An Annealing Process for Agile Projects
In material science, annealing describes the process of increasing the ductility of a material by heating it up. On a chemical level, as long as heat is applied to the system, atoms are moving freely. When the material cools down, they start settling into place.
I think that this is an analogy that we should apply to architecture in agile software projects: In the early phases, it is desirable to keep the heat up so that a team can explore the solution space. The architecture of the system is extremely malleable in this phase. The project only supports a hand full of engineers while it is hot, otherwise, people will just get in each other’s ways.
However, as indicated by the sketch above, with the project progressing, you will need more structure in place to enable greater scale and to reduce communication overhead. This is the moment to capture interfaces and component interactions more formally. Which parts of the system you want to freeze first needs to be decided in conjunction with the team topologies.
In the final phase of the project lifecycle, when it enters maintenance mode, the system will have become very rigid which fits with the desire to keep it running with limited manpower.
There are decisions that are fundamental and hard to reverse which need to be taken fairly early based on the information available at the time while others can wait a bit longer. For instance, breaking a monolith into services later, once the natural structure emerges, is likely less painful than building a micro-service architecture that does not align with the natural structure of the problem domain.
Finding out which parts need to be frozen first and which decisions can be deferred is, of course, the hard part. I think that Evan Bottcher’s idea of strong and weak forces can provide a good framework for prioritizing such decisions.
Note that the approach does not work if your project starts with 30 people working on the same problem from day one. This is an instance of an early overstaffing situation which Di Marco describes as follows in Peopleware:
When staff is brought on too quickly at the beginning of a project, there is almost always a waste of people’s time. Again, you might think this is an easy sin to avoid: Just figure out how quickly the work can absorb new people; then bring them on, only at that rate. Although this makes perfectly good sense, it is often politically infeasible.Peopleware, Chapter 32
The problem with early overstaffing is that the architecture needs to be frozen very early on leaving no time for the material to find its natural shape.

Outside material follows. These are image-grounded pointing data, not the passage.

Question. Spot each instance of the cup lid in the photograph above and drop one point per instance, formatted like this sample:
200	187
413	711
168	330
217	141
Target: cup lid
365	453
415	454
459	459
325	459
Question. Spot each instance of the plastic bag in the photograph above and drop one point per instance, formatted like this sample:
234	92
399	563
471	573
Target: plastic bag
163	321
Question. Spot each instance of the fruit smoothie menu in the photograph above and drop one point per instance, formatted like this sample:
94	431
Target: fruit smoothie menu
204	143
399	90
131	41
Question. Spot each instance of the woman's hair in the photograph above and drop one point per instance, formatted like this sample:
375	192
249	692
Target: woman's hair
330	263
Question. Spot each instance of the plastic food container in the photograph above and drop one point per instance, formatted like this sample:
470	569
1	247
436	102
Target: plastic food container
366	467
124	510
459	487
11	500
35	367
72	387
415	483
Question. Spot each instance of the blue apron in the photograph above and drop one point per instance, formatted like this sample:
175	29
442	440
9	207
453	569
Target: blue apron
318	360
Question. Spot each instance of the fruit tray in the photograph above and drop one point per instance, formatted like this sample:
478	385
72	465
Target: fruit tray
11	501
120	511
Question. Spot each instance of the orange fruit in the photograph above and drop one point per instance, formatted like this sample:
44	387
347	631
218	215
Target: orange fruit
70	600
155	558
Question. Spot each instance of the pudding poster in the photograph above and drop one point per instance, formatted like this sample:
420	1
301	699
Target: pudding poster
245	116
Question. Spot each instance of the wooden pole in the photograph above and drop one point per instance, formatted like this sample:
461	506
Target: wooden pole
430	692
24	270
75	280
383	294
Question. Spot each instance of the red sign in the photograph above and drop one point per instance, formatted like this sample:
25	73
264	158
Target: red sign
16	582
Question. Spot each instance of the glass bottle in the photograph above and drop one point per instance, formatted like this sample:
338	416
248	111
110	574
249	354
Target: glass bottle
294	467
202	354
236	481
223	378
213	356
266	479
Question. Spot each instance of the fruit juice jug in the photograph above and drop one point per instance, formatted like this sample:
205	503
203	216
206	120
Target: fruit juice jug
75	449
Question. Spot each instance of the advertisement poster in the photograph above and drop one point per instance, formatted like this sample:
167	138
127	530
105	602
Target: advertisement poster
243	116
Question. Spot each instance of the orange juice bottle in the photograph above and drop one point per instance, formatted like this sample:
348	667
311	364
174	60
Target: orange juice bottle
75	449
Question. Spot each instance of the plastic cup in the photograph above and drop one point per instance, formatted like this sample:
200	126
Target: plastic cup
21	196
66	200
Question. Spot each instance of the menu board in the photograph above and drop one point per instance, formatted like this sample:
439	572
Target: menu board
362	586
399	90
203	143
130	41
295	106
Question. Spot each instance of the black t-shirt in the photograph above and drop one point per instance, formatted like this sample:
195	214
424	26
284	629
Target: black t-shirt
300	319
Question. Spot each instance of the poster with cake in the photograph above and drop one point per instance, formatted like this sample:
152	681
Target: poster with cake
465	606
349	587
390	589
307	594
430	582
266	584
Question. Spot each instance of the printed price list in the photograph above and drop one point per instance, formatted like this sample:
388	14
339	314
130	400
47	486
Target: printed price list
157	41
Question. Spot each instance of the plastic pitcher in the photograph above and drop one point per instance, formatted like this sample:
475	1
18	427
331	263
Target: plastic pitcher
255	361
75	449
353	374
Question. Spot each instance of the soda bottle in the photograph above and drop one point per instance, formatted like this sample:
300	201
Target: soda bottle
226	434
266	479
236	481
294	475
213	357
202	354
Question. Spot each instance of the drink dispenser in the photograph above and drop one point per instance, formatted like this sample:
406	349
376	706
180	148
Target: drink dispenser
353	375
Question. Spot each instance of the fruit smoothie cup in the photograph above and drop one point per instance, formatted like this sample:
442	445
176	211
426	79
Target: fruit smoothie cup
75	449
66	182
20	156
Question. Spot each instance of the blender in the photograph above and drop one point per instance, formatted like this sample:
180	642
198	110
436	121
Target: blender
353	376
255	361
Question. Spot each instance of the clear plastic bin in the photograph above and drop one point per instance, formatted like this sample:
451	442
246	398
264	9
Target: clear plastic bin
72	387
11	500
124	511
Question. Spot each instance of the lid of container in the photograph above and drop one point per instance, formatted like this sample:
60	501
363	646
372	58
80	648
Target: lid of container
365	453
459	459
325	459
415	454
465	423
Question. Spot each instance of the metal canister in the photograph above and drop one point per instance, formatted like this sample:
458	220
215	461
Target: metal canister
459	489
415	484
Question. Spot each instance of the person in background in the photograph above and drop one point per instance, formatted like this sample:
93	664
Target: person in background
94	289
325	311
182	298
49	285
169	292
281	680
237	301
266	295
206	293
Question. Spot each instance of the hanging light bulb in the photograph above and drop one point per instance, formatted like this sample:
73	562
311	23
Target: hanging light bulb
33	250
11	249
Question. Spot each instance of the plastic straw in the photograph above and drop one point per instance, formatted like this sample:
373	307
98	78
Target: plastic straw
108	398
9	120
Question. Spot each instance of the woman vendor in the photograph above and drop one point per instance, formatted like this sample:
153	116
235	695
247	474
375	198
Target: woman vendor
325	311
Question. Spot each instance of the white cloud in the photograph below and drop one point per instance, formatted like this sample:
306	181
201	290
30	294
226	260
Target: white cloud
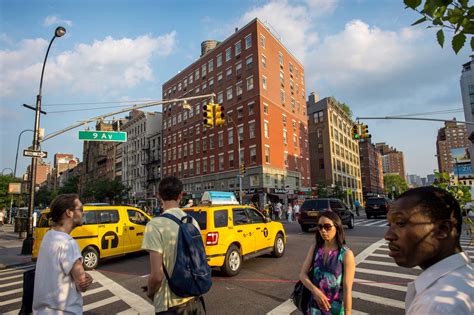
106	67
54	20
290	22
319	7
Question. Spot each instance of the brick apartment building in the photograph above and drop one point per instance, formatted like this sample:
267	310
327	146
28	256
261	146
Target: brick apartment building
371	169
393	161
334	154
261	86
451	136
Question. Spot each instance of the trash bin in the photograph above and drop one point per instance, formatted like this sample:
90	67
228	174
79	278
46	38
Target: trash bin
21	225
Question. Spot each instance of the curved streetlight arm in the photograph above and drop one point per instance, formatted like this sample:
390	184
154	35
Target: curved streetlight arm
17	148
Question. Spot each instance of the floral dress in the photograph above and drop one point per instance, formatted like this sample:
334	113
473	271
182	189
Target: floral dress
328	277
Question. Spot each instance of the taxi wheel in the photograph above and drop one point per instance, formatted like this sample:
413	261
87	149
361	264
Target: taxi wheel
90	258
233	261
279	246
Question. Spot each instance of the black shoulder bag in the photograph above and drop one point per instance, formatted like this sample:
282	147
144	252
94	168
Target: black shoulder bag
301	295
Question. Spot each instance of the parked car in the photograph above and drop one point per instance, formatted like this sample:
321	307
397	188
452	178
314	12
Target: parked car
377	206
312	207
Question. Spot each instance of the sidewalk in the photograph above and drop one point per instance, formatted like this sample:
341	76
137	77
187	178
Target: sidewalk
10	249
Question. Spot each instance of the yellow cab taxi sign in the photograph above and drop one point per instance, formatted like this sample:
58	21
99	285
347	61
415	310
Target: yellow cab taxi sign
232	233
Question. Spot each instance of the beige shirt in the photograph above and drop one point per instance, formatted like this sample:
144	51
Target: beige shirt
161	235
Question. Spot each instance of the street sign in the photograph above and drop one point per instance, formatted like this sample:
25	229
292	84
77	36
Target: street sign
119	136
32	153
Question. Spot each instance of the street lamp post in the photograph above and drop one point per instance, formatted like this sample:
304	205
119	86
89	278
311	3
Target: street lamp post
17	148
27	247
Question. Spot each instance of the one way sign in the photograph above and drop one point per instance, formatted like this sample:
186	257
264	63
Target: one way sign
32	153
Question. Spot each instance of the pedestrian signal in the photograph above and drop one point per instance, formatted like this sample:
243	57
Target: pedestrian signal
355	132
219	116
365	132
208	113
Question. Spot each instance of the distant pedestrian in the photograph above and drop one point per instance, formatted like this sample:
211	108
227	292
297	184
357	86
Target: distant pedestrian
357	205
425	227
2	218
60	277
289	212
329	268
161	241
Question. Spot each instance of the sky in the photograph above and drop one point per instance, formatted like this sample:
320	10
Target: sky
362	52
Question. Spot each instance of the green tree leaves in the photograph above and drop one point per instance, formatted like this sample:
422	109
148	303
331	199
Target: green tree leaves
448	15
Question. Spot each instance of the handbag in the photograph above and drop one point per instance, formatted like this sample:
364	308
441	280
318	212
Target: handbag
301	295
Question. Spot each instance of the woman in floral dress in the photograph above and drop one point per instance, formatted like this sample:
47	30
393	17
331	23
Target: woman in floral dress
329	268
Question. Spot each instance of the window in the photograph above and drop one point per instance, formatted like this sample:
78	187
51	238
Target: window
238	48
238	88
239	217
267	154
108	216
252	130
210	65
248	41
249	83
137	217
253	155
249	62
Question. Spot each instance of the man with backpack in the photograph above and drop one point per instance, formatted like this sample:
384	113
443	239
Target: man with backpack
179	273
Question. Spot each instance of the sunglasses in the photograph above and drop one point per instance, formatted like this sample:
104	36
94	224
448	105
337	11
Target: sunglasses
326	226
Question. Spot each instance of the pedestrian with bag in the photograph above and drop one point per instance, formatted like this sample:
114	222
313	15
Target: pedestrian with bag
179	272
329	268
425	227
60	277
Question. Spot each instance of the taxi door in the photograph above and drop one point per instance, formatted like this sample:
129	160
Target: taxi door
259	226
110	231
243	230
134	229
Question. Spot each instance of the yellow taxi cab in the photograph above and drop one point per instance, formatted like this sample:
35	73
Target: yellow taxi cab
233	232
106	231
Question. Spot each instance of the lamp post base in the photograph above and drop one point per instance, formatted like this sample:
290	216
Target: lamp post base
27	247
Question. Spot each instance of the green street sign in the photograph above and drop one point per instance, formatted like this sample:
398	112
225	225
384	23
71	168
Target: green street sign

The metaphor used here is a bit similar to the idea of Agile Architecture in the SAFe framework which works with the idea of an architecture runway. I prefer the metaphor of increasing rigidity because it starts to provide an intuition about where prescriptive architecture design is to be prioritized, making the concept more actionable. Of course, the hard part remains to figure out what this means in practice: How many contributors does my current system support? Which interfaces do I need to fix first? The real world is, as always, too messy to be fully captured by a simple analogy.